Ken links to a Yahoo article that describes what happened:
Two men named Allan Candelore and Rich Allison, who had each prepaid a $20 registration fee on the Chic CEO website, tried to enter the restaurant. According to a legal complaint that they later filed with National Coalition for Men president Harry Crouch, Burns turned them away at the door, saying the event “was only open to women.” They took a photo, left the premises, then promptly initiated legal action, turning to a 1959 California law originally written to prevent discrimination against minorities and women.
The Mary Sue says:
Frankly, the lawsuits are ridiculous. But more than that (so much more than that), there’s a special kind of insult in taking an anti-discrimination law intended to protect marginalized people and twisting it to “protect” those least in need of protection. It’s sad, to be honest, that men’s rights activists (ughh) can exploit something like that to effectively shut down organizations and companies like Chic CEO trying to improve female representation in tech and other industries.

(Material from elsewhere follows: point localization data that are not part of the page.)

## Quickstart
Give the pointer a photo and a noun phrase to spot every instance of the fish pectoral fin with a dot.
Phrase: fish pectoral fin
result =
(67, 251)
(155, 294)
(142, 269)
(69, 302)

The threat of a lawsuit is usually enough to shut a company down, even if the company stands a good chance of winning in court, simply for one reason: it costs less to settle than it does to fight in court. With the knowledge of a likely easy settlement, plus precedent on their side, how messed up is it that this is a weapon that can be used to stamp out organized attempts at improving representation before it even begins?
But the Civil Rights Act didn’t just come out and say “don’t discriminate against women and minorities.” Instead, it says don’t discriminate based on certain criteria including sex and race. For all its supposed progressivism, the 1959 Unruh Civil Rights Act firmly asserts “ALL LIVES MATTER,” and that’s how white men are suing under it.
This is true of a lot of stuff that came out of that time period. If I read someone today saying that they want people to be judged by the content of their characters rather than the colors of their skins, and, if I hadn’t already heard the phrase before, I would guess I was reading a very white, religious conservative.
But what is the Unruh Act really? Is it the deeply conservative document it now reads as? Or is it a law meant to protect the marginalized?
I don’t see why it can’t be both. It’s a deeply conservative document that was meant to protect the marginalized. The conservatism can’t be excised without changing the law. It’s the same style of conservatism expressed by Obama, Clinton, Sanders, and American liberals in general today:
[D]irectly anti-racist remedies have disappeared from the left-wing of the Democratic Party.
Those supporters in 1959 probably thought they were doing what they were doing to help marginalized people, but they chose to couch the language in sex- and race-neutral language. That wasn’t an accident. It’s easier to say “Don’t discriminate against women” than to say “Don’t discriminate on the basis of sex,” but they still chose the latter and not the former.
I don’t think a law tailored to protect only women and blacks — those traditionally considered to be marginalized — would have passed in 1959, and it’d have trouble in 2016 as well. It was important that at least nominally the law could conceivably be construed to protect white men too. And that’s what it ended up doing.